Re: Unicode & space in programming & l10n

From: Asmus Freytag (asmusf@ix.netcom.com)
Date: Tue Sep 19 2006 - 00:46:00 CDT

  • Next message: Doug Ewell: "Re: Unicode & space in programming & l10n"

    Some additional thoughts:

    There are certain types of applications (web log processing for one)
    where handling vast amount of "text" data is important. In these
    situations, a reasonably dense representation of data will enable more
    processing with many fewer cache misses.
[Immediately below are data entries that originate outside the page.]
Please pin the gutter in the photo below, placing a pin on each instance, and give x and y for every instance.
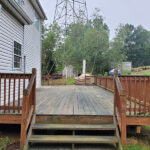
(17, 11)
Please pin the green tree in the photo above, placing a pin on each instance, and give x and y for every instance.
(50, 40)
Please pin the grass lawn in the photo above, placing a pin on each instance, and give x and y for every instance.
(140, 141)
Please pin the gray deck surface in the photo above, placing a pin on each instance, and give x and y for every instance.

The size of the mass-storage
    device is irrelevant, it's the size of your 'peephole' represented by
    your cache that's the limiting factor.
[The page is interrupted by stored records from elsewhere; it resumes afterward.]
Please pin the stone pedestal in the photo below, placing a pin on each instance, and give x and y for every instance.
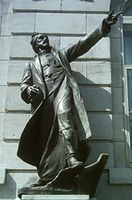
(55, 197)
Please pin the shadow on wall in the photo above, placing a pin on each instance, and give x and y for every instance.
(8, 190)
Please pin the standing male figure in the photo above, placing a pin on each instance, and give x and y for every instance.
(59, 122)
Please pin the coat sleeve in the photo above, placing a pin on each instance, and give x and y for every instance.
(86, 43)
(26, 81)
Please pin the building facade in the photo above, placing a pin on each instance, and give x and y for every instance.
(104, 76)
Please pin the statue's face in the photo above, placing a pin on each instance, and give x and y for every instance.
(42, 42)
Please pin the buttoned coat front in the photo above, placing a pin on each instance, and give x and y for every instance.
(33, 142)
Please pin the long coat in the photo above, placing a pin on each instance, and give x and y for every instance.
(33, 141)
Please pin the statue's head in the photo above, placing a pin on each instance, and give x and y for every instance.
(40, 42)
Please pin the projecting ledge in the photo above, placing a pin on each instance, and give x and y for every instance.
(55, 197)
(120, 176)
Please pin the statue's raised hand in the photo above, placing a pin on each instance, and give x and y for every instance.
(112, 18)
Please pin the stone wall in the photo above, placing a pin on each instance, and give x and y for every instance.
(65, 21)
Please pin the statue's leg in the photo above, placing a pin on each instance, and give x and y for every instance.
(67, 129)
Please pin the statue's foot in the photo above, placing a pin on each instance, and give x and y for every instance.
(73, 162)
(39, 183)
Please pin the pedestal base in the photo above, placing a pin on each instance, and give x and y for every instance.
(55, 197)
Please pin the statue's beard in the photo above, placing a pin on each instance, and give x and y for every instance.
(44, 47)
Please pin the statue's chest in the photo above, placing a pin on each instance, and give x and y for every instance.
(49, 59)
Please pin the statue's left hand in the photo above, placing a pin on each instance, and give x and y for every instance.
(112, 18)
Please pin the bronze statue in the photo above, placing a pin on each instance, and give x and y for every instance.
(59, 124)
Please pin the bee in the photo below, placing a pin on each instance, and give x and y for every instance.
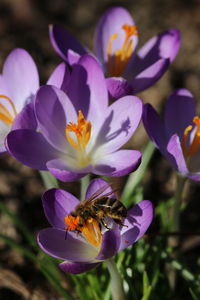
(99, 207)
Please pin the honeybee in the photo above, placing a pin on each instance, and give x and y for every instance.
(99, 207)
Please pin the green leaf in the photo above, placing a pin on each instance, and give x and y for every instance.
(146, 287)
(194, 296)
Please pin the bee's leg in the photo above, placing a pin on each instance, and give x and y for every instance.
(104, 224)
(120, 222)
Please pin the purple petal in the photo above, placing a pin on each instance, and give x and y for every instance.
(5, 129)
(57, 205)
(194, 176)
(61, 170)
(111, 23)
(77, 268)
(21, 77)
(62, 41)
(97, 85)
(155, 127)
(138, 220)
(97, 185)
(119, 163)
(72, 247)
(26, 118)
(60, 77)
(178, 160)
(179, 112)
(30, 148)
(121, 120)
(51, 107)
(110, 244)
(118, 87)
(149, 75)
(165, 45)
    In such situations, you cannot afford to compress/uncompress, as most
    data is seen only once.

    Finally, if most (much) of your data is ASCII due to the ASCII bias of
    protocols, then any format that's close to ASCII is beneficial. UTF-8
    fits that bill. SCSU and BOCU take too much processing time compared to
    UTF-8, and UTF-16/32 take too much space given the assumptions.

    Add to that the fact that often data streams are already in UTF-8, and
    that format becomes the format of choice for applications that have the
    constraints mentioned. (As has been pointed out, the 'bloat' for CJK is
    not a factor as long as the data always contains high proportion of ASCII.)

    SCSU was developed for a system that had bandwidth limitations in
    straight transmission. Except for communications to remote areas
    (wilderness, marine, space etc.) such severe limitations on transmission
    bandwidth are a thing of the past, and even then, the block compression
    algorithms can often be used to good advantage.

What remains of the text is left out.